Since the terrible day of our breakup, things have not been as painful as before. But no matter how much time has passed and how much better I seem to be, there is something left: how a photo, a song or just hearing your first name can so quickly bring me back to moments that we shared. Sometimes I wonder if it is possible that a part of me will love you forever, and if it is possible that it will be good.
Because, most of the time, I’m pretty sure I can say that I’ve moved on. Then there are those moments when my heart still seems to beat for you. Honestly, there is a part of me that will always feel love for you.
I don’t cry anymore when I look at pictures of us, I rather feel a bittersweet feeling. This kind of feeling that fills me with joy because I think of this love that I was lucky to live with you.
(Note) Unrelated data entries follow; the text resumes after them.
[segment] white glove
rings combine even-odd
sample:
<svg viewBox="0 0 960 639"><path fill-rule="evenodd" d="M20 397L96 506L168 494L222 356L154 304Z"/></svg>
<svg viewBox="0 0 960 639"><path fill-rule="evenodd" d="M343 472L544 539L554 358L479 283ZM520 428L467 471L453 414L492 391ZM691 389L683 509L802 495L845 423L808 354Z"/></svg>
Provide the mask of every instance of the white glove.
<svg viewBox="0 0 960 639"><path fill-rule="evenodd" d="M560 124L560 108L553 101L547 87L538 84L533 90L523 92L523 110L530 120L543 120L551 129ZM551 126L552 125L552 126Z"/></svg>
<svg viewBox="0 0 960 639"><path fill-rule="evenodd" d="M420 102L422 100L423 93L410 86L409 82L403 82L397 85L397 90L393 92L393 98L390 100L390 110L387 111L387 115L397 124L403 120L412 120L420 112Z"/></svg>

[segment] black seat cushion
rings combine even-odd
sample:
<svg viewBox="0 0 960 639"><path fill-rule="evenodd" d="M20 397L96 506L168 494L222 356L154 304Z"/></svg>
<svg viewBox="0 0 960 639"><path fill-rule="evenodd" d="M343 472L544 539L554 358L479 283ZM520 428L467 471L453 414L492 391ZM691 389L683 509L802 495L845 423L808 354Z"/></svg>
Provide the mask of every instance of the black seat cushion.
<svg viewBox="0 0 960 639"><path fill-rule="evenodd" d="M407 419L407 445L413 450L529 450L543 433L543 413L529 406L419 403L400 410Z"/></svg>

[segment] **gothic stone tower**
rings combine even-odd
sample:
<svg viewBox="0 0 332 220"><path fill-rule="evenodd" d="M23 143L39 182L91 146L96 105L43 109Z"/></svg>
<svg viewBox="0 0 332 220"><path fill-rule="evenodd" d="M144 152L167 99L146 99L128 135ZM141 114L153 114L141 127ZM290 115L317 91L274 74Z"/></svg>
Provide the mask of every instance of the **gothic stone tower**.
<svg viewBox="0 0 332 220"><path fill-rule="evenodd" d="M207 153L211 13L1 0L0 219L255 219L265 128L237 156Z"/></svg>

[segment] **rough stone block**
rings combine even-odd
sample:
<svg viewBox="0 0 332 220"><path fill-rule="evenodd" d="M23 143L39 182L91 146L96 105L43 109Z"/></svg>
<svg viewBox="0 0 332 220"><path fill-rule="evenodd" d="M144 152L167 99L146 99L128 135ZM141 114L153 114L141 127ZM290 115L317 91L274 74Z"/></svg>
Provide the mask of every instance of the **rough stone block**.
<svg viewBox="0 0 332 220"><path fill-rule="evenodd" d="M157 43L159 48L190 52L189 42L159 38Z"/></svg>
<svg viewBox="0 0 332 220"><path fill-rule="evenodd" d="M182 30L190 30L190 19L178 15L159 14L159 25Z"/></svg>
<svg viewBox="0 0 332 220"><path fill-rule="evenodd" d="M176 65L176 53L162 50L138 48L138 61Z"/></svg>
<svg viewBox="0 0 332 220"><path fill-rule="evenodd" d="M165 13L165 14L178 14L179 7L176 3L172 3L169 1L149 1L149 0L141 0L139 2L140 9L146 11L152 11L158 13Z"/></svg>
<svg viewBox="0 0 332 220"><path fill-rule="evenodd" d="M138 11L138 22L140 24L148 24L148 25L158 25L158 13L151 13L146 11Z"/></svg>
But it’s also a feeling of emptiness, a feeling that leaves me pensive, wondering if one day I would have the chance to relive that again.
No matter how much time goes by, if you need me, I’ll be there. No matter what time of my life I am in, I sincerely believe that I could give up everything to be there when you need me.
I always felt like you had some kind of grip on me. This type of grip that would allow you to take me back a few steps, no matter how good everything is in my life.
The spark and the passion between us may go back to ancient history, but I don’t think that means that my love for you has completely disappeared. In a way, it terrifies me because I am afraid that everything will come back suddenly, in a few seconds …
Maybe it’s because you were my first true and mature love. Perhaps it is because I have given you so much, only to lose everything in a few seconds. Maybe it’s because of how you make me feel, something I had never felt before. For whatever reason, letting go has always been difficult. Even if the days when I loved you seem to belong to another era, I keep a part of you with me.
But maybe this is normal. Maybe love leaves its mark on us. And we keep a special place in our heart for each love we live. And maybe that’s exactly how it should be.